In expert-systems terminology, a
knowledge base is the collection of rules and
other infrastructure that contains the
expert knowledge being consulted. Our
knowledge base is shown below, and contains the rules
seen above plus
their fuzzy sets. Most of
the set membership functions
are triangular, with one or two ascending
and descending. If you remember that
the numbers in the tri
,
up
and down
structures are positions on the relevant measurement
scale — weather severity, delivery delay, customer
stock loss, or priority — then their meaning should be clear.
Consult the page on fuzzy logic for more info.
As noted in the last section, there are two lots of rules. The priority rules run first. If they decide on an immediate override, then the second lot will either not run, or will run but be ignored. Instead, the logistics manager will queue a request for immediate delivery. Otherwise, the delivery schedule calculated by the second lot of rules will be used.

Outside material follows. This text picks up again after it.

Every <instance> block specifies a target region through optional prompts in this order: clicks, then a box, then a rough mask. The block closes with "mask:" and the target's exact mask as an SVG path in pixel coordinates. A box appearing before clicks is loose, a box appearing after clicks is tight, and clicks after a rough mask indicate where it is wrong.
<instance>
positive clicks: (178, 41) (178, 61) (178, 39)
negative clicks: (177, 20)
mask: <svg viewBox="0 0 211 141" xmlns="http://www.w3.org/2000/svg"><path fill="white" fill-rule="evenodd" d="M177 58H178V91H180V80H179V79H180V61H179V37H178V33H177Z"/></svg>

if weather be summer_good then days_to_delivery := four_weekly. if weather be summer_poor then days_to_delivery := three_weekly. if weather be winter_ok then days_to_delivery := two_weekly. if weather be winter_chill then days_to_delivery := weekly. if customer_spoilage be spoilage_small then priority := follow_standard_procedure. if customer_spoilage be spoilage_big then priority := override. low( weather, 1 ). high( weather, 10 ). scale( weather, '1-10' ). fuzzy_set( weather, winter_chill, tri( 1, 2.5, 5 ) ). fuzzy_set( weather, winter_ok , tri( 3, 4.5, 6 ) ). fuzzy_set( weather, summer_poor , tri( 5, 6.5, 8 ) ). fuzzy_set( weather, summer_good , tri( 7, 8.5, 10 ) ). % Step sets by 2. low( days_to_delivery, 0 ). high( days_to_delivery, 35 ). scale( days_to_delivery, 'Days' ). fuzzy_set( days_to_delivery, immediate , tri( 0, 1, 3 ) ). fuzzy_set( days_to_delivery, weekly , tri( 2.5, 7, 11.5 ) ). fuzzy_set( days_to_delivery, two_weekly , tri( 9.5, 14, 18.5 ) ). fuzzy_set( days_to_delivery, three_weekly, tri( 16.5, 21, 25.5 ) ). fuzzy_set( days_to_delivery, four_weekly , tri( 23.5, 28, 32.5 ) ). % Step sets by 7, sides 4.5. low( customer_spoilage, 0 ). high( customer_spoilage, 400 ). scale( customer_spoilage, 'Pounds' ). fuzzy_set( customer_spoilage, spoilage_small , tri( 0, 2.5, 6 ) ). fuzzy_set( customer_spoilage, spoilage_medium, tri( 4, 15, 20 ) ). fuzzy_set( customer_spoilage, spoilage_big , up( 15, 30, 400 ) ). low( priority, 1 ). high( priority, 10 ). scale( priority, '1-10' ). fuzzy_set( priority, follow_standard_procedure, down( 1, 6 ) ). fuzzy_set( priority, override , up( 4, 10 ) ).
This is obviously simplified compared with real life. I chose a set of rules that was easy for you to explain, maintained stable stock levels over long periods, and was small enough that you could see the entire ruleset in a trace — i.e. in the logistics panel. Nevertheless, they demonstrate the principle, and could be scaled up to a full product.
Running the simulation a number of times will show that the rules maintain stability for quite a long time, without the customer's stocks either crashing to zero or overrunning the available storage space. You can see this in the screenshot shown earlier. It demonstrates, in a simple way, what your final product is to achieve for your customers.